その夜は藤田グループが主催するチャリティーディナーだった。
鈴木之恵は自分のコレクションが藤田深志に持ち去られてしまったのではないかと不安を感じていた。あの乱暴な男が丁寧に扱ってくれたのだろうか。大きな袋に全部ごちゃごちゃと詰め込んでしまったのではないだろうか?
考えれば考えるほど心配になった。
八木修二は鈴木之恵がドレスを買っただけでは不十分で、ヘアメイクも必要だと考えた。
彼女を人気のヘアサロンに無理やり連れて行き、数時間かけて仕上げた。八木修二は満足そうだったが、鈴木之恵には以前と変わった感じがしなかった。入店時はお団子ヘアで、出てきた時もお団子ヘア。ただ、自分で結うよりも自然な感じで、上にパールのアクセサリーを付けただけだった。

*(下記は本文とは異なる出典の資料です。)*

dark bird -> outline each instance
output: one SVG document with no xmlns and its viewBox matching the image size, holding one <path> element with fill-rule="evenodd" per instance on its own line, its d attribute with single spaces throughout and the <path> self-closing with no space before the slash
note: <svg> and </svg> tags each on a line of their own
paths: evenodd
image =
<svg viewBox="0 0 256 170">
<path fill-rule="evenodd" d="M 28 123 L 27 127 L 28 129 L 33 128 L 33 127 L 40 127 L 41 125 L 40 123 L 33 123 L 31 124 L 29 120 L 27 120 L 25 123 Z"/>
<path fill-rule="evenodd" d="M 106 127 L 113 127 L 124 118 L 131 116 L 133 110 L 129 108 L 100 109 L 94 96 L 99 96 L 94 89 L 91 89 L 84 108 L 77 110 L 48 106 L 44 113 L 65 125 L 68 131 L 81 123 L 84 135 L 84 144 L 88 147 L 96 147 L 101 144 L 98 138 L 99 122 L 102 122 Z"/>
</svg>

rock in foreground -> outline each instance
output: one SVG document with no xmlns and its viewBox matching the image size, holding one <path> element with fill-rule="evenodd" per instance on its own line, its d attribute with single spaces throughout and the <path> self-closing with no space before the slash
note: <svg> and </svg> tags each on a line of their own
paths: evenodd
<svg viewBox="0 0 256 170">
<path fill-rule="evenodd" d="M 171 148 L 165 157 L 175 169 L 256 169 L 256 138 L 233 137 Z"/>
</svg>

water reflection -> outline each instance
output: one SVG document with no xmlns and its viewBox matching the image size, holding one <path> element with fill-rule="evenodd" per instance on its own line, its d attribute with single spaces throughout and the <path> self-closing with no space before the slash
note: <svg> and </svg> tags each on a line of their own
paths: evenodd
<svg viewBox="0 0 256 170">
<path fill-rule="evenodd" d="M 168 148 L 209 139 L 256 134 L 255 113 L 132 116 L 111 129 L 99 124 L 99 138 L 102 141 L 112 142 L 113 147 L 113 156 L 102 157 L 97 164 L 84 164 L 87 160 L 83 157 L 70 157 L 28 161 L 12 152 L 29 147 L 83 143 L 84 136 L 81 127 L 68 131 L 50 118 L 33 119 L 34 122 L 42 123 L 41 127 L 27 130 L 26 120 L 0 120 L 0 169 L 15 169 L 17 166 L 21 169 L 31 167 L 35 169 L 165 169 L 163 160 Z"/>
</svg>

二人は昼食を適当に済ませ、鈴木之恵は見知らぬ番号から電話を受けた。
「鈴木之恵様でしょうか?」
相手は落ち着いた男性の声で彼女の名前を呼んだ。
鈴木之恵は答えた:「はい。」
「鈴木様、こちらは工商銀行でございます。5000万円の信託が満期を迎えまして、あなたが受益者となっております。元本を引き出されますか、それとも継続して投資されますか?」
鈴木之恵は一瞬戸惑った。「信託を購入した覚えがないのですが、委託者の名前を教えていただけますか?」
「鈴木美波様です。」
鈴木之恵は胸が痛んだ。母が自分のために信託を購入していたことを知らなかった。おそらく秋山泰成という人物が信用できないことを知っていて、娘のために保障を残しておいたのだろう。
彼女は声を詰まらせながら言った。「元本を引き出します。」
秋山泰成の会社は先日破産寸前だったが、どこかの有力者から投資を受けて何とか持ちこたえた。
その会社は鈴木美波の婚前財産で立ち上げたものだったが、秋山泰成は最初の成功を収めた時、妻への感謝どころか、外で秋山奈緒の母親を愛人として囲い、秋山奈緒を生んだ。
鈴木之恵はこの仕打ちを許せなかった。母の死には不可解な点があり、それなのに秋山泰成は愛人母子を母が買った家に住まわせ、優雅な生活を送っていた。
彼女は何かしなければならなかった。
今この資金を手に入れて、心に自信が湧いてきた。
株式取引アプリを開き、秋山泰成の会社、秋山実業の株価を確認すると、一株11円だった。鈴木之恵は口元に笑みを浮かべた。